I tried to roll away to let him access the screwdriver, but I didn’t have enough room to get completely off. I met metal bars on both sides, just a few inches wider than his shoulders. I propped myself up on an elbow while he snaked an arm under me and fumbled in his pockets. At last the cool blue light of the sonic screwdriver showed us our surroundings.

We were in an iron cage confining us to an area about the size of a coffin, although the ceiling was fortunately considerably higher, probably enough to stand up. The spaces between the bars of the cage were wide enough to get a limb through but far too small for escape. The feeling of rising after we hit the ground had been no illusion. Ropes drew the cage tight against the ceiling of a stone room. On the floor below, some sort of iron contraption of gears and levers stood beside the dust-free spot where the cage had rested. The room had no door other than the shaft we’d fallen through.

The Doctor was not looking for an escape route. Instead, he was inspecting the model TARDIS, now slightly chipped but miraculously still in his hand. How had he hung onto that? I’d barely hung onto my last meal. He turned it over, running his calloused fingers along it. When he examined the bottom he looked up at me, pupils wide in the dim light.

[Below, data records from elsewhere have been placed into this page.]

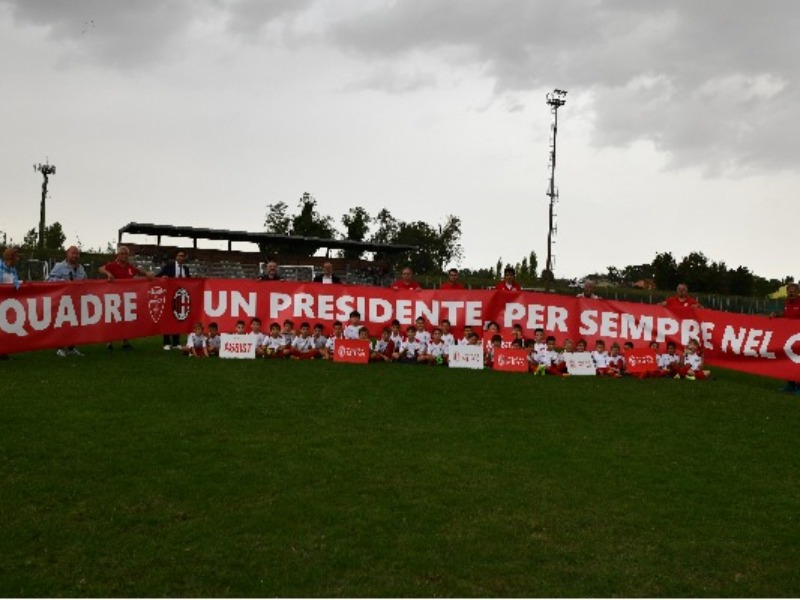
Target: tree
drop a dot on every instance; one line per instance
(54, 237)
(533, 264)
(310, 224)
(307, 223)
(31, 240)
(448, 247)
(693, 271)
(277, 220)
(742, 282)
(386, 233)
(356, 224)
(665, 271)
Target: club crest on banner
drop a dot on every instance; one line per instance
(181, 304)
(156, 300)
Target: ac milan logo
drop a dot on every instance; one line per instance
(181, 304)
(156, 300)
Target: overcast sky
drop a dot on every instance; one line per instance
(680, 130)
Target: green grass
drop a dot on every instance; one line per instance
(146, 474)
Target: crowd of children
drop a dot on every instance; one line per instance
(419, 345)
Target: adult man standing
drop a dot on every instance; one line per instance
(69, 269)
(406, 281)
(327, 275)
(174, 268)
(791, 310)
(509, 283)
(8, 275)
(452, 282)
(8, 268)
(682, 301)
(120, 268)
(271, 273)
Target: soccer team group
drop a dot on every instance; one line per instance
(421, 345)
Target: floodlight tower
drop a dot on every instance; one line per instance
(46, 170)
(555, 99)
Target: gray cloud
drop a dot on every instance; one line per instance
(710, 83)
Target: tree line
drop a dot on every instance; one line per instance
(696, 270)
(438, 245)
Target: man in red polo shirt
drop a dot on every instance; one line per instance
(509, 283)
(452, 282)
(406, 281)
(682, 301)
(120, 268)
(791, 310)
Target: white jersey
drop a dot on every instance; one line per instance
(195, 341)
(380, 345)
(271, 343)
(693, 361)
(320, 341)
(618, 361)
(303, 344)
(665, 360)
(214, 343)
(331, 343)
(548, 358)
(600, 359)
(351, 332)
(434, 349)
(411, 349)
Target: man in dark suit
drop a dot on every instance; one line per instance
(174, 268)
(327, 275)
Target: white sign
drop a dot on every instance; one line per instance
(466, 357)
(580, 363)
(237, 346)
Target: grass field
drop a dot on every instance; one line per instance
(147, 474)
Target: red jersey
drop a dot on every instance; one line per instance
(791, 310)
(402, 284)
(120, 270)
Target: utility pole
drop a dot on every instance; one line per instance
(46, 170)
(555, 99)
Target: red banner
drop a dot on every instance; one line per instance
(49, 315)
(640, 360)
(355, 351)
(511, 359)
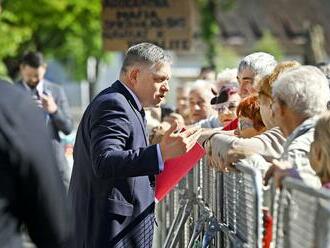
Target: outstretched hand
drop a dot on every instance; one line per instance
(175, 143)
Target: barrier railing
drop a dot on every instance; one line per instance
(212, 208)
(301, 213)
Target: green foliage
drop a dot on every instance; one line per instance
(227, 58)
(68, 30)
(216, 55)
(269, 44)
(209, 29)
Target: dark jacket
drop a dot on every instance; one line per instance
(31, 191)
(113, 200)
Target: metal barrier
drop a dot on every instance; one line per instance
(213, 209)
(302, 211)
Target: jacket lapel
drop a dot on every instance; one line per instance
(121, 89)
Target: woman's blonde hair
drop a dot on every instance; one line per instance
(265, 84)
(322, 137)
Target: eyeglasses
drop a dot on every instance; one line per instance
(244, 123)
(222, 107)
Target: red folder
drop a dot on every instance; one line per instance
(175, 169)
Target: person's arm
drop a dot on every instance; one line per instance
(112, 158)
(45, 211)
(110, 132)
(61, 118)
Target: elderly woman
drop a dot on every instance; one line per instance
(227, 77)
(299, 96)
(200, 96)
(268, 144)
(319, 156)
(249, 119)
(226, 104)
(320, 153)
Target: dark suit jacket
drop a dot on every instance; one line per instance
(31, 191)
(59, 121)
(110, 184)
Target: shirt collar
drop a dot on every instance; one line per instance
(136, 99)
(40, 86)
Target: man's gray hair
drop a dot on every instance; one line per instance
(260, 63)
(304, 90)
(144, 53)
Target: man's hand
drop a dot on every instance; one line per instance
(234, 155)
(48, 103)
(206, 133)
(175, 143)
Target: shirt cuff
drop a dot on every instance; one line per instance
(160, 159)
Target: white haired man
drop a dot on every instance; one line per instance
(254, 65)
(299, 96)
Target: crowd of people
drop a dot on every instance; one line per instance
(276, 111)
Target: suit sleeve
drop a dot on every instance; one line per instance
(111, 131)
(61, 118)
(44, 207)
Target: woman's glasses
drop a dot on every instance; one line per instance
(226, 106)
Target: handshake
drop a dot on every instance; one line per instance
(175, 141)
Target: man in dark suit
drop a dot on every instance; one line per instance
(31, 191)
(51, 99)
(112, 184)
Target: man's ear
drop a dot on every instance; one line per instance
(133, 75)
(283, 109)
(214, 91)
(318, 152)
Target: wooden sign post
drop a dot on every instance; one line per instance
(166, 23)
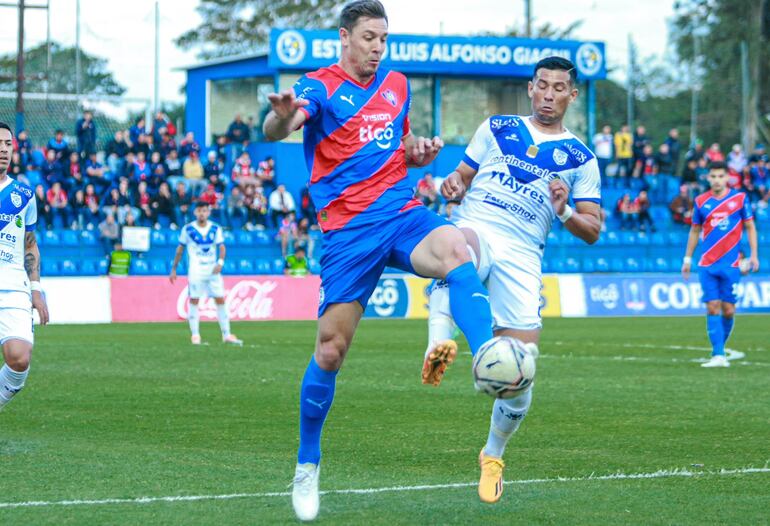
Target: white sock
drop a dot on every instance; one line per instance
(194, 319)
(224, 320)
(11, 383)
(506, 419)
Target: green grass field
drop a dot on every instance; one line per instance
(130, 411)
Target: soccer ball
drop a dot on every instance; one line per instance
(504, 367)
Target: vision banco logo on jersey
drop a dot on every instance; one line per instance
(589, 59)
(291, 47)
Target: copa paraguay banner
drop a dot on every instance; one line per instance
(664, 295)
(485, 56)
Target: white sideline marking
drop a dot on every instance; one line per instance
(662, 473)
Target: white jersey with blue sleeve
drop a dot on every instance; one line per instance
(18, 215)
(509, 199)
(202, 248)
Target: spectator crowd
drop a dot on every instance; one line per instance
(145, 176)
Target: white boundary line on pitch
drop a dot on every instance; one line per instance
(662, 473)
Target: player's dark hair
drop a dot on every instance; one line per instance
(558, 64)
(361, 9)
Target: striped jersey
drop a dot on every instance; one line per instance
(509, 197)
(722, 226)
(18, 215)
(202, 248)
(353, 147)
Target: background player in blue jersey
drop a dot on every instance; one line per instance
(718, 219)
(358, 144)
(20, 290)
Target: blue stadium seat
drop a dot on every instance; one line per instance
(263, 267)
(157, 238)
(661, 265)
(617, 265)
(88, 268)
(158, 267)
(88, 238)
(602, 265)
(245, 238)
(246, 267)
(68, 268)
(140, 267)
(632, 265)
(70, 238)
(657, 239)
(52, 238)
(49, 267)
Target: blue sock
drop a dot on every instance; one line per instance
(316, 397)
(716, 334)
(469, 304)
(727, 327)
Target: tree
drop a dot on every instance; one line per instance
(233, 27)
(94, 79)
(719, 27)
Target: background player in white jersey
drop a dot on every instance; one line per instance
(20, 290)
(205, 246)
(517, 175)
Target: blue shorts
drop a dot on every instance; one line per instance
(719, 283)
(353, 259)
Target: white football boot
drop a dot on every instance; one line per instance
(304, 495)
(716, 361)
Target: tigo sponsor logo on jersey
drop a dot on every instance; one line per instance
(381, 135)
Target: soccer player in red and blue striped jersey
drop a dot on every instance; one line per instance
(358, 144)
(718, 219)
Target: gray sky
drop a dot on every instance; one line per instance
(123, 32)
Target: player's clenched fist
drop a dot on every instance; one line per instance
(453, 186)
(285, 104)
(559, 195)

“Rose,” he said, so casually I knew something had to be wrong, “back in New Jersey where we met, there was a billboard with some words that made you react strangely, like they meant something beyond the obvious. What was that phrase?”

“Bad wolf,” I murmured, feeling as if someone had poured a glass of ice water down my spine.

“Thought so,” he said, turning over the model TARDIS so I could see the bottom. I looked, already knowing what I would find carved there. Bad wolf.